United Kingdom Mahler: Bo Skovhus (bar) & Stefan Vladar (piano). Queen’s Hall, 13.8.2011 (SRT)
Mahler
Nine Early Songs
Rückert Lieder
Der Abschied (from Das Lied von der Erde)
Edinburgh’s Queen’s Hall makes a perfect venue for intimate recitals and beginning this year’s EIF Queen’s Hall series with the always intelligent Bo Skovhus was a much-anticipated treat. In the event, though, the performance was rather mixed. Skovhus, who normally sings with a tone of the highest refinement and mahogany richness, at times seemed insecure and even a little pinched. His interpretations of Mahler’s Wunderhorn-inspired Early Songs weren’t helped by his tendency for face-pulling and ham acting. The faster songs seemed to find him ill at ease: while his vocal colour was still there and recognizable, the Grade A richness that makes him such a sought after and well respected performer was much thinner on the ground. Things improved for the slower songs where he found the much needed space to open out and breathe through the music, achieving greater insights for Ich bin der Welt and Um Mitternacht from the Rückert selection. Der Abschied was an ambitious choice, even though it fits in well with the Festival’s Asia theme, inspired as it is by Chinese poetry, and it didn’t always pay off with the minor key sections sometimes sounding intentionally pained and melodramatic.
The real hero of the performance was Stefan Vladar, whose outstandingly dynamic pianism meant that I never once missed the more familiar orchestral versions of these songs.

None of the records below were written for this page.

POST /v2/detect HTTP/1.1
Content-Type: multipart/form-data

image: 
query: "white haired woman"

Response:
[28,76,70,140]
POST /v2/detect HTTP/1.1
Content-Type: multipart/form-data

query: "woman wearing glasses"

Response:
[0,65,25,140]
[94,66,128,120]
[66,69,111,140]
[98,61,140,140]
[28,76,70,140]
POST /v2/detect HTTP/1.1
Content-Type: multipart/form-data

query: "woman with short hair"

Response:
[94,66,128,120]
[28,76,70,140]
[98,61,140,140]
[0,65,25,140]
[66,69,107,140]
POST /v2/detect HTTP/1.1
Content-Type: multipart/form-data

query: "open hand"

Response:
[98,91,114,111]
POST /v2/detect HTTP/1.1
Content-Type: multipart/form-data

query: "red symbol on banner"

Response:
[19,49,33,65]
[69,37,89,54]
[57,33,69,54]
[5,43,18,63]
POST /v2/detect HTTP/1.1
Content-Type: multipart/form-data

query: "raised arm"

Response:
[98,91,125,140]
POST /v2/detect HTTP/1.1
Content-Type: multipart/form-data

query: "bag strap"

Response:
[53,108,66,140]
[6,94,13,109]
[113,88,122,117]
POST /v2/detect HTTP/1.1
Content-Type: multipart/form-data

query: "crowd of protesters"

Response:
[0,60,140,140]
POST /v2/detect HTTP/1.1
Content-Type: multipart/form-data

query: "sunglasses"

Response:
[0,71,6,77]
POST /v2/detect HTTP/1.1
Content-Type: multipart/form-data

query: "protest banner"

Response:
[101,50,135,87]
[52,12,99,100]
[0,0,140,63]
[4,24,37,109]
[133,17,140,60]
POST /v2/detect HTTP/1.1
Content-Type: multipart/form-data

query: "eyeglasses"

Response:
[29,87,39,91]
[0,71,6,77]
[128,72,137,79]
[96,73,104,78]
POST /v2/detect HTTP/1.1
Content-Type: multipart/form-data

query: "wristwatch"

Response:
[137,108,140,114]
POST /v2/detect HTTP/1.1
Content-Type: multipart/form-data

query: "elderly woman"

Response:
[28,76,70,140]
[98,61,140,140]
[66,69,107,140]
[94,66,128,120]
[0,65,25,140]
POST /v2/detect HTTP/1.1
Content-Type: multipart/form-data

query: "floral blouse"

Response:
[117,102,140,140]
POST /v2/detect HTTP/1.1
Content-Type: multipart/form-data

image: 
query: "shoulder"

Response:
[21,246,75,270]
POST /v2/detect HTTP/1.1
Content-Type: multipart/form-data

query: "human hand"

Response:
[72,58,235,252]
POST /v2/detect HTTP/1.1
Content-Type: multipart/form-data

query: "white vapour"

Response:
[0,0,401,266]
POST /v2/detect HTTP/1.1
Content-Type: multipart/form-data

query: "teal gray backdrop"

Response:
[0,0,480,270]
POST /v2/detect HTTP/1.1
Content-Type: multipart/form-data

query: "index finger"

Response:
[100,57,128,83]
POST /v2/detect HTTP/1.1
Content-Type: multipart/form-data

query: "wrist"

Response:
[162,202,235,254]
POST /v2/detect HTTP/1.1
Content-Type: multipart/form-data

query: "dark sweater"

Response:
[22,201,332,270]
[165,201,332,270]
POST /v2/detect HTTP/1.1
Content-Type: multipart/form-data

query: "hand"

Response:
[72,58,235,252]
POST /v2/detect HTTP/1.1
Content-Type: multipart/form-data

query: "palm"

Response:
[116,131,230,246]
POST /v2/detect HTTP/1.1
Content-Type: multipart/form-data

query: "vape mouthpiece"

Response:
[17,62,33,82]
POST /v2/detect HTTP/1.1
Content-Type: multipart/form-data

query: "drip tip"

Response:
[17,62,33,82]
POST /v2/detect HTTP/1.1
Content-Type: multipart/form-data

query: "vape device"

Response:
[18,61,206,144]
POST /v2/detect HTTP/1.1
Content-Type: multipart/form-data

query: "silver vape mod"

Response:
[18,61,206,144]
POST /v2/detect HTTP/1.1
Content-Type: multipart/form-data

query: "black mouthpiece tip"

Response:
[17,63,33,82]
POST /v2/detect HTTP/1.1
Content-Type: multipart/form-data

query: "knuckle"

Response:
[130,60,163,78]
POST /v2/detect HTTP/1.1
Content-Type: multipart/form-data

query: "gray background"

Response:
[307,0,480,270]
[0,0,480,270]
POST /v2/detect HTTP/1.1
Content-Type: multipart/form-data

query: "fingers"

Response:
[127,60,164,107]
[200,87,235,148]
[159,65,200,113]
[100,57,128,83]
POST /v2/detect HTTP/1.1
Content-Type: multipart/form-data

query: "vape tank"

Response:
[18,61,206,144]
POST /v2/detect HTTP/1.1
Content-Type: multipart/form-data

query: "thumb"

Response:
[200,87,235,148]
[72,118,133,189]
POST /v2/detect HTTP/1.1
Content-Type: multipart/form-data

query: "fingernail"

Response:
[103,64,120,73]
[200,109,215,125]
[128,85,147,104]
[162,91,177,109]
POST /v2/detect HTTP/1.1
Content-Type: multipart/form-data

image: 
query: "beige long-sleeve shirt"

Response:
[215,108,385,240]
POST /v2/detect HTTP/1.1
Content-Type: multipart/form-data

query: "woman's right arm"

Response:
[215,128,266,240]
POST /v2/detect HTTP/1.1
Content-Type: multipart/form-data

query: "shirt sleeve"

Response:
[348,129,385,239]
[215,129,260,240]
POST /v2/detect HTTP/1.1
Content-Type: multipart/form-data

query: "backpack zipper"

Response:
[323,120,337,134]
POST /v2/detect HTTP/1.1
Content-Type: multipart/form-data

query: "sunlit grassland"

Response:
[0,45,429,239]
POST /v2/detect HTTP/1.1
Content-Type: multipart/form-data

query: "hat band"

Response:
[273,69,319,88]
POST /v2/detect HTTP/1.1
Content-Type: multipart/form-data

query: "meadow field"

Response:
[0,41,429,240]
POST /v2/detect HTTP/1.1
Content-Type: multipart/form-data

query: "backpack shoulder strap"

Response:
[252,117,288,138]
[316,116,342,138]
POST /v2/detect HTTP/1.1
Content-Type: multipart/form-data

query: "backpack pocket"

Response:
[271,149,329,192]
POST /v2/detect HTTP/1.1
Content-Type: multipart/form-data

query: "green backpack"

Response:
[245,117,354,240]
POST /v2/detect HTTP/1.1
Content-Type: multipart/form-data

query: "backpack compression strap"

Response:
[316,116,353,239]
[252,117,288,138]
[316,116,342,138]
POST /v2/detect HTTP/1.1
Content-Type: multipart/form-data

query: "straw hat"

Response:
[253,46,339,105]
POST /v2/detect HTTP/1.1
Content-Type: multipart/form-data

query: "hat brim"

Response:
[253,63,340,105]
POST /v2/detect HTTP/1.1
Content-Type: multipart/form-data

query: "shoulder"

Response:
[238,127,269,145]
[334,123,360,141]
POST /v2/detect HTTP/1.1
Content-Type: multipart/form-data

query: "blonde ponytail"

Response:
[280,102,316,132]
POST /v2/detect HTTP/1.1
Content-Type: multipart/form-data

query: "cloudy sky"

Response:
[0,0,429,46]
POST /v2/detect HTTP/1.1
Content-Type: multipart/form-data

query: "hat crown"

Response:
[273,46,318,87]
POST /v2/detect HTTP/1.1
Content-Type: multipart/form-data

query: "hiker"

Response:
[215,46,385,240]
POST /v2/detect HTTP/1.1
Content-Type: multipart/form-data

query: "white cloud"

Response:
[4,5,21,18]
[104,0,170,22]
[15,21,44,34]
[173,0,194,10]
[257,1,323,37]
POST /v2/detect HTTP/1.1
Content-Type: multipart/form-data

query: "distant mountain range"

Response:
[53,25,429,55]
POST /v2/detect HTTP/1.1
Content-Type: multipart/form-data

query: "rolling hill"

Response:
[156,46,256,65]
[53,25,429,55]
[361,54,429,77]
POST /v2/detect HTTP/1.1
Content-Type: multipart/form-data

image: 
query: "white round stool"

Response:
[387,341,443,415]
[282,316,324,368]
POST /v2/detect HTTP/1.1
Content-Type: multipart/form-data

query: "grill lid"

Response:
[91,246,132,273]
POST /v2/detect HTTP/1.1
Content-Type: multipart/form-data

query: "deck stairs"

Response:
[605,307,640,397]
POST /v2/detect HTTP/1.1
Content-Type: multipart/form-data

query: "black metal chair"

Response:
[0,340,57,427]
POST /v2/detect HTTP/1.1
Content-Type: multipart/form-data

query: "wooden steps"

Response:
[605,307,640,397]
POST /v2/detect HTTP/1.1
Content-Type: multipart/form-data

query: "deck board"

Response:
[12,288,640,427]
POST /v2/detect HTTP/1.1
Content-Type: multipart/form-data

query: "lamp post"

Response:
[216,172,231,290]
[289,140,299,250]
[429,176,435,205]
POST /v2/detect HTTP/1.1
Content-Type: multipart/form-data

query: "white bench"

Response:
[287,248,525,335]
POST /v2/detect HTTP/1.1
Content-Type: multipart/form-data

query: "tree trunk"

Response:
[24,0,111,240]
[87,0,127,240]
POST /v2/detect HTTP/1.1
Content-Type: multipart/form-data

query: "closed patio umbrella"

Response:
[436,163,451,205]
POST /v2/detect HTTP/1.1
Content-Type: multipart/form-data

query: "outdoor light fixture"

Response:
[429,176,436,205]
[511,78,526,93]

Under his hands the keyboard was a riot of colour, sparkling and breathing as the music required, and illustrating the songs almost as convincingly as the full orchestra, be it the filigree oscillations of Blicke mir nicht in die Lieder or the Alphorn and fanfares of Zum Strassburg auf der Schanz. In fact, it was thanks to him rather than to Skovhus that you could hear traces of Mahler’s later masterpieces in the Early Songs, be it the Wunderhorn Drummer-boy in Zum Strassburg or the pre-echoes of the Lieder eines fahrenden Gesellen in Frühlingsmorgen or Ich ging mit Lust. He perfectly recreated the long-breathed stillness of Ich bin der Welt and opened up tremendous caverns of sound and meaning in Um Mitternacht, while the plaintive bird cries of Der Abschied sounded every bit as moving on his piano as they do on an orchestral oboe. So this was a morning that still contained revelations, even if it wasn’t entirely satisfying.
The Edinburgh International Festival runs until 4th September in a range of venues across the city. A selection of performances will be reviewed in these pages.